What can we learn from all of this?
It is our view voc rehab should be provided much earlier in many Illinois workers' compensation claims. If you have claims where the injured worker is off work and on TTD more than 120 days, we recommend you consider getting a voc-rehab plan with your own expert into place. It doesn’t always have to be full voc-rehab counseling and job training. Just carefully consider getting a voc-rehab plan into place. When you have a voc-rehab plan, get together with the other side and bring the plan to the arbitrator assigned for their guidance. If you move to get voc-rehab first, you may be able to get and keep your own expert and not pay to have the other side’s expert shoot your claims/reserves into the heavens.

Stop wasting money and time on functional capacity exams. One of our readers advised this decision stands for the proposition that an independent medical examiner can’t order a functional capacity exam. If you read the decision, it appears the Commission wouldn’t approve a third FCE; we wouldn’t have wasted the time and money on the first two!! We truly don’t care if that is an offshoot of the bigger issues being addressed—we dislike and despise the whole concept of FCEs that are wholly unscientific and many times, silly.

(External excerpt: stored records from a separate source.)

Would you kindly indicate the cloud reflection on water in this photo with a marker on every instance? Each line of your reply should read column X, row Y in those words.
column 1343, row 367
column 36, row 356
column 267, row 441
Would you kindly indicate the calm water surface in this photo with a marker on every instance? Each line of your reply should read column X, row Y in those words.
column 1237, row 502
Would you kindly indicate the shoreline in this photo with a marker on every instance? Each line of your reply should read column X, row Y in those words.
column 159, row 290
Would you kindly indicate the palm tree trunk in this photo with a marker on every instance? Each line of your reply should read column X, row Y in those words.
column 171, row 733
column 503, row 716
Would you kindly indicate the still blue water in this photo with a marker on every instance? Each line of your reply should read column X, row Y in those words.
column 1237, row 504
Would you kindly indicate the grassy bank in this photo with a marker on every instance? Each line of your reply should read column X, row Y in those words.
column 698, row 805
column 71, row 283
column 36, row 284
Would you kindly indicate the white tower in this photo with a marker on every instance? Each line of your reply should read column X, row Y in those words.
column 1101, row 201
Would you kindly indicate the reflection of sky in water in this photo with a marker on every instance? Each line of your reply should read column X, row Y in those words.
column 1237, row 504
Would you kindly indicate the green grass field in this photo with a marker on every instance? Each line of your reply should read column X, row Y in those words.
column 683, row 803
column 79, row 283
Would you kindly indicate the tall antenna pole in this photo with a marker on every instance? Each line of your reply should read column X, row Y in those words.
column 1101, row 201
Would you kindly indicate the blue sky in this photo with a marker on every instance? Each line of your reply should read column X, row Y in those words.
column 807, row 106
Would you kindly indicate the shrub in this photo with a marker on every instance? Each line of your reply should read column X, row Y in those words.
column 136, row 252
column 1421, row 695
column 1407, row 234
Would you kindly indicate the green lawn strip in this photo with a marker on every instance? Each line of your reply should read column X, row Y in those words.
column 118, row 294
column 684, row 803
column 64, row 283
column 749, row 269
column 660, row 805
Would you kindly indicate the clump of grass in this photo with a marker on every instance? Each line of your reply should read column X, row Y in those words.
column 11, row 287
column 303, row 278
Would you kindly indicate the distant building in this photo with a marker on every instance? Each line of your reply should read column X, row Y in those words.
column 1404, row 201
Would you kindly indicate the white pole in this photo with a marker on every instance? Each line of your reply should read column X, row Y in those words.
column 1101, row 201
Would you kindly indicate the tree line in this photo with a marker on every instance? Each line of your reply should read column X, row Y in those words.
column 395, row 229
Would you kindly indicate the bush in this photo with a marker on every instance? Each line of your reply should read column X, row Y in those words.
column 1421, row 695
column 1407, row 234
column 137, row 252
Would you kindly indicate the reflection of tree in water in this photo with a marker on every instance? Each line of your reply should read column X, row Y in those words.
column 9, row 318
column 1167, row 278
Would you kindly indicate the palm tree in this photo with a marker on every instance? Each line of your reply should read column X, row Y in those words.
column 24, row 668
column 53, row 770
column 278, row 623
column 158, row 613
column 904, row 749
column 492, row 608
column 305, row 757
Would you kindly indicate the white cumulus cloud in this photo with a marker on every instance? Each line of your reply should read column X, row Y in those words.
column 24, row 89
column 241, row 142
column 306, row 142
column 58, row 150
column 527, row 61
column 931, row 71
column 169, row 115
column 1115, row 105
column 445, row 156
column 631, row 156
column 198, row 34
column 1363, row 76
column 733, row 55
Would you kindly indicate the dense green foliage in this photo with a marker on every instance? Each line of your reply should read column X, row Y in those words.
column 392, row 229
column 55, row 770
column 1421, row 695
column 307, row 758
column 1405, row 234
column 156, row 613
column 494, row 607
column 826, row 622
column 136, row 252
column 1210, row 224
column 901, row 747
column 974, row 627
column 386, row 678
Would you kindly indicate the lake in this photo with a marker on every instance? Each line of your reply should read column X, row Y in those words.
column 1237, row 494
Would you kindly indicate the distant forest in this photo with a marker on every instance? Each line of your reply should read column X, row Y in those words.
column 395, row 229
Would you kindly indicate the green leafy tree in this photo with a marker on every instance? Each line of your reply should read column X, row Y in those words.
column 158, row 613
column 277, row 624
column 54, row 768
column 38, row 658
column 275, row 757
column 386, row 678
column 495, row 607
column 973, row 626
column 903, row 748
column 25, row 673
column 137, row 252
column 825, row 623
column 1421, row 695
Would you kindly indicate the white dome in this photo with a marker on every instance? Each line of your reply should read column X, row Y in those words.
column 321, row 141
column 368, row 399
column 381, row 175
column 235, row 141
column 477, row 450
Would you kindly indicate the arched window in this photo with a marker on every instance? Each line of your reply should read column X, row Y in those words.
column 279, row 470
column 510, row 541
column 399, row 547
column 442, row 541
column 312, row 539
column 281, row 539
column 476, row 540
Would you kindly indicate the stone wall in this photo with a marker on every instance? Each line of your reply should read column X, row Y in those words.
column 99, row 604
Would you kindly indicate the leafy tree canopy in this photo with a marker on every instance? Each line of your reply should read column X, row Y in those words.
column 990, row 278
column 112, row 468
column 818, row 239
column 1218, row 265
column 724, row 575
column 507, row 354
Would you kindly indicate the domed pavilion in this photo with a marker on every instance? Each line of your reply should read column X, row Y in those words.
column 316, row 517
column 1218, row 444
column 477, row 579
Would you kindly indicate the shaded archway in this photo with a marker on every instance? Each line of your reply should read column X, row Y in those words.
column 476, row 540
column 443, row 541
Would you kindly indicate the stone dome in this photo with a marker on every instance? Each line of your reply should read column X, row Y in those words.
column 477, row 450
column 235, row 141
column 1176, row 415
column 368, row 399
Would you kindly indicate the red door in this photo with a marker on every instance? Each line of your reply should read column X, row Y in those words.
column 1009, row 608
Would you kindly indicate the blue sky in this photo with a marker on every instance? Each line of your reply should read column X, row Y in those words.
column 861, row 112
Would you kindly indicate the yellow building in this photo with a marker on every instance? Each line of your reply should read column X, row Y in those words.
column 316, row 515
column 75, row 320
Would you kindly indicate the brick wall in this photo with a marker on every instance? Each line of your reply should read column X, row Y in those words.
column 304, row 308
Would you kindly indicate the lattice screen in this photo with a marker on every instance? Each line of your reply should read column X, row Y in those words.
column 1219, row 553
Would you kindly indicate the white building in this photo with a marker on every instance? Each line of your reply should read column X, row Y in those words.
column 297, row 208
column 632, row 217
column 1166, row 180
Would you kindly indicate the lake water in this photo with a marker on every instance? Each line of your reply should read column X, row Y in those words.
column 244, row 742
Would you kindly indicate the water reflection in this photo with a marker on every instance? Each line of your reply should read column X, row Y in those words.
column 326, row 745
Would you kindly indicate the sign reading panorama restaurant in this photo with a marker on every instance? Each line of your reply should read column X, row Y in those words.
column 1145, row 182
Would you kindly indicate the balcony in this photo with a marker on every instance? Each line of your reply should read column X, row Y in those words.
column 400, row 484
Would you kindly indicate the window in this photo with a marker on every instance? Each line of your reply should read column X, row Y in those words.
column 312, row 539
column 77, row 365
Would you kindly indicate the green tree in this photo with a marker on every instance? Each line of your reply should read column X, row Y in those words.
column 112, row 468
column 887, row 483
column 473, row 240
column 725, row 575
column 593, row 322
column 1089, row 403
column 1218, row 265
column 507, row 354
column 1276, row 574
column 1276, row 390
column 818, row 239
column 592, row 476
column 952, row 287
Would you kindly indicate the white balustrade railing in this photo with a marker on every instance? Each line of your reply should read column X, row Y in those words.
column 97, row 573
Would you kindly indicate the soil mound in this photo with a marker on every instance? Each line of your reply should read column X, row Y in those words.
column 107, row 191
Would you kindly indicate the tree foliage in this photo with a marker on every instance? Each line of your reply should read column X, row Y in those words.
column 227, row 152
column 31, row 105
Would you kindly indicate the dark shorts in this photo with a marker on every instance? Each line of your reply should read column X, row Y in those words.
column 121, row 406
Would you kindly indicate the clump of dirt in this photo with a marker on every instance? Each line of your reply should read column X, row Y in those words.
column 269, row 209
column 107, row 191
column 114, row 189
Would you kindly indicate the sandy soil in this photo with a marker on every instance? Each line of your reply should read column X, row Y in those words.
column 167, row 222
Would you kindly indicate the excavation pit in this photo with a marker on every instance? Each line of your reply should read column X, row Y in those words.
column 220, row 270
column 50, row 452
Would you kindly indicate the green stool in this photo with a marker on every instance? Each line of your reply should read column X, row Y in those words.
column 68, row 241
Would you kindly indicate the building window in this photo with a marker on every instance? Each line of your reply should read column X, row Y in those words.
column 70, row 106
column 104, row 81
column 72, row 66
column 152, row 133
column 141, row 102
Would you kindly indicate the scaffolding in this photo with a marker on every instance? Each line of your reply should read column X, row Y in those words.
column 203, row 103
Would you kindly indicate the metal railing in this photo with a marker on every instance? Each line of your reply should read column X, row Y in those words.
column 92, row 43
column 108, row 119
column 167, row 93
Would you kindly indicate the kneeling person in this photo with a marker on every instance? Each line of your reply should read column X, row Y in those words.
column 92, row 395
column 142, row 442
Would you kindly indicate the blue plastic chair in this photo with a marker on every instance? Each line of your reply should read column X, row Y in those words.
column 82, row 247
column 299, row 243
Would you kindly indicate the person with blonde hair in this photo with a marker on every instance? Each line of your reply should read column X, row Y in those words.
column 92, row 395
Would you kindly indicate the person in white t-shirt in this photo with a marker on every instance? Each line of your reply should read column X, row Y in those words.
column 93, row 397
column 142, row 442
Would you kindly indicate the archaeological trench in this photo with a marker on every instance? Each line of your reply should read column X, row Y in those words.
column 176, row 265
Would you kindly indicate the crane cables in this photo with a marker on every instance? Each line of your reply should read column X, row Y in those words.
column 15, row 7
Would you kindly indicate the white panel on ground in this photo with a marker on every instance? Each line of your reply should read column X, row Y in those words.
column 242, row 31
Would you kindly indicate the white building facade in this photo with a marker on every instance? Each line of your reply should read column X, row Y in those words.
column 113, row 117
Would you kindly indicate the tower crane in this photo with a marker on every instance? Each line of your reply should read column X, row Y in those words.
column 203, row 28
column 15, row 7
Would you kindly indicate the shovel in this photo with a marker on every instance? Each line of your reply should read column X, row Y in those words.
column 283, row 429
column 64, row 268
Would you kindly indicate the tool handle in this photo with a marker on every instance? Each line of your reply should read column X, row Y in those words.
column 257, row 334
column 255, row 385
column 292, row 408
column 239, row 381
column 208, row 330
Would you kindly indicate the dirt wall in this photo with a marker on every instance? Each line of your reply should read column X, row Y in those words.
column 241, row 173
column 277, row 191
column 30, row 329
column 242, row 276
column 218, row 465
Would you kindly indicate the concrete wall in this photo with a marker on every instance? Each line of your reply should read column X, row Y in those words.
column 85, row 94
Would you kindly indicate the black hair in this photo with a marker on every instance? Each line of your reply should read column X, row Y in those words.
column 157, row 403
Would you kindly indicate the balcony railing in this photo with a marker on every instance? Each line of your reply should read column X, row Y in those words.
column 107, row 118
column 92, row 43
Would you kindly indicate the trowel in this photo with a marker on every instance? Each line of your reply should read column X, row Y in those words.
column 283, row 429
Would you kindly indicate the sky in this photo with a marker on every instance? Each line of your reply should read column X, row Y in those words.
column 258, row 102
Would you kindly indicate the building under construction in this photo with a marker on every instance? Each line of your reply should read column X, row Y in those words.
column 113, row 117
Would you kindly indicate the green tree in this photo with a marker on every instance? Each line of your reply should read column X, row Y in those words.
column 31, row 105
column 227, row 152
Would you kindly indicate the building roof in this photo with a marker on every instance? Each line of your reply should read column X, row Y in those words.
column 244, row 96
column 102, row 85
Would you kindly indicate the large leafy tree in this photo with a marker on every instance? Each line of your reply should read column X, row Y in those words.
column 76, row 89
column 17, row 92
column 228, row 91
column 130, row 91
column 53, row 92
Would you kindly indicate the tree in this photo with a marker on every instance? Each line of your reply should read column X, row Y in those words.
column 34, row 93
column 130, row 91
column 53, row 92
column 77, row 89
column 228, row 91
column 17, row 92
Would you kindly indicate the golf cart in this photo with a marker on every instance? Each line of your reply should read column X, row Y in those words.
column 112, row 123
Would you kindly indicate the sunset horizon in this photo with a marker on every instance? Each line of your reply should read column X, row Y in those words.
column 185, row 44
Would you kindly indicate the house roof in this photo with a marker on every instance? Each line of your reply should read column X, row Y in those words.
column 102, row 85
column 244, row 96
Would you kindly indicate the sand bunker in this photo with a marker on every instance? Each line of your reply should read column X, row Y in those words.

In our view, it is very, very rare to see an FCE that provides an unexpected level of work restriction. By that we mean, someone with an operated low back isn’t going to be found to be capable of lifting 100 pounds in an FCE in this state. We assure you we can predict the outcome of most FCEs and one doesn’t need a crystal ball to do so.

Particularly in the construction and trucking industries but in almost all Illinois workers' compensation claims, when the defense side asks for an FCE, it is usually a journey to claim disaster. If you aren’t sure, claimants’ counsels love to have the defense industry collectively shoot ourselves in the foot with such “testing.” Claimant counsels very carefully coach claimant on precisely what to do to get the “golden diagnosis” of permanent restrictions.